Non-lapsing nominations do not need to be updated each year and therefor can offer a greater level of certainty for succession planning.
Non-binding nominations provide guidance to the trustee as to how to pay a death benefit. However, ultimately, the trustee still has discretion as to who to pay a benefit to.
If a person’s super is in pension phase, some super funds allow reversionary nominations. A reversionary nomination instructs the fund to continue paying a super pension to their nominated beneficiary such as their surviving spouse. Reversionary nominations offer few financial planning advantages.
Who can you nominate?
According to the super laws (SIS Act), super must be paid to your dependent/s. If you do not have any dependents, your super must then be paid to your Personal Legal Representative which is the executor (or administrator if you don’t have a will) of your estate. That is, super will then form part of the assets of your estate and will be dealt with according to your Will.
The super laws define a dependent to include (1) spouse including de facto relationships and same-sexual partners, (2) children of any age including step and/or adopted children or anyone deemed to be a child of the member under family law and/or (3) a person that was in an interdependent relationship with the member (which involves cohabitating with the member and one or both persons provide financial and domestic support).
If the superannuant doesn’t have any dependents, the super benefit must be paid into the deceased’s estate (Personal Legal Representative) and they will be distributed according to their Will. If they don’t have a will, then benefits will be distributed according to the succession laws in that jurisdiction.
Who should you nominate?
A super benefit paid to a financial dependent will be received completely tax-free. It is important to note that a financial dependant must meet the Income Tax Act definition to avoid any tax. This differs from the super law definition.

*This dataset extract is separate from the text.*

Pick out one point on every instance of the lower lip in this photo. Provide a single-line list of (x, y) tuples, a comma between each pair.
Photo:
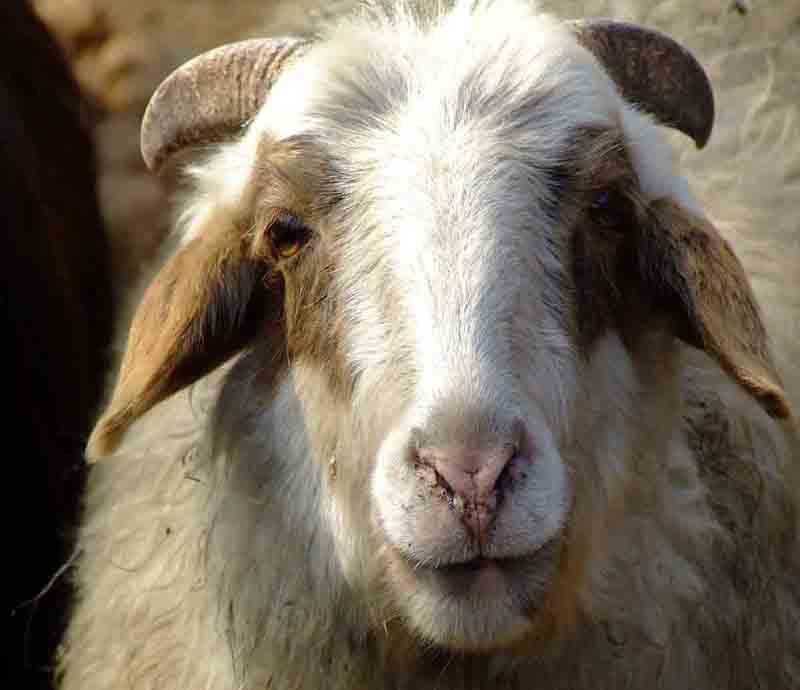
[(482, 577)]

According to tax law, a dependent is defined as a current or former spouse, a child under 18 years, anyone in an interdependent relationships or any person that was financially dependent on the deceased prior to death.
Therefore, to avoid a super benefit payment being taxed, generally, we advise our clients to nominate a financial beneficiary. Most people nominate their spouse.
How are benefit payments taxed otherwise?
If super is paid to a non-beneficiary, any tax liability is deducted by the estate before the payment is made to the beneficiary. The amount of tax depends on the benefits components:
- Tax free. This is usually the portion that has accumulated because of non-concessional contributions made after 30 June 2007. This component does not attract any tax.
- Taxable – taxed element. This element is usually accumulated because of making concessional contributions including employer contributions. This balance is taxed at a flat rate of 15%.
- Taxable – untaxed element. This element includes income or earnings which the super fund has not paid any tax on. This element is taxed at a flat rate of 30%.
When can things go wrong…
Returning to Ashleigh Petrie’s example which I cited at the beginning of this blog, it might now be obvious why her super fund paid the benefit to her fiancé. The reason was that her mother did not meet the definition of a dependent whereas her fiancé did. What she should have done is nominated her Personal Legal Representative i.e. her estate. Her (valid) Will could have nominated her mother as the sole beneficiary and her wishes would have been carried out.
Care should be taken when completing super benefit nominations. You should make sure they are completed correctly, up-to-date and adequately witnessed (usually by two adults that are not beneficiaries).
SMSF’s offer some advantages here
Self Managed Super Fund death benefit nominations offer some advantages.
Firstly, they do not lapse after three years.
Secondly, they do not have to comply with the super dependency laws, as long as the SMSF Deed doesn’t specifically require it. This means that a SMSF member may complete a binding death benefit nomination, nominate a non-dependent and the trustee is obligated to follow those instructions.
Check your super benefit nominations this week
Unfortunately, non-existent or inadequate super death benefit nominations are not uncommon. Once you know what you are doing, they are usually easy to check and update if necessary. I suggest you check that your nominations are current and accurate this week. Most super funds allow you to do that online but you’ll need to complete a paper form if you need to complete a new nomination.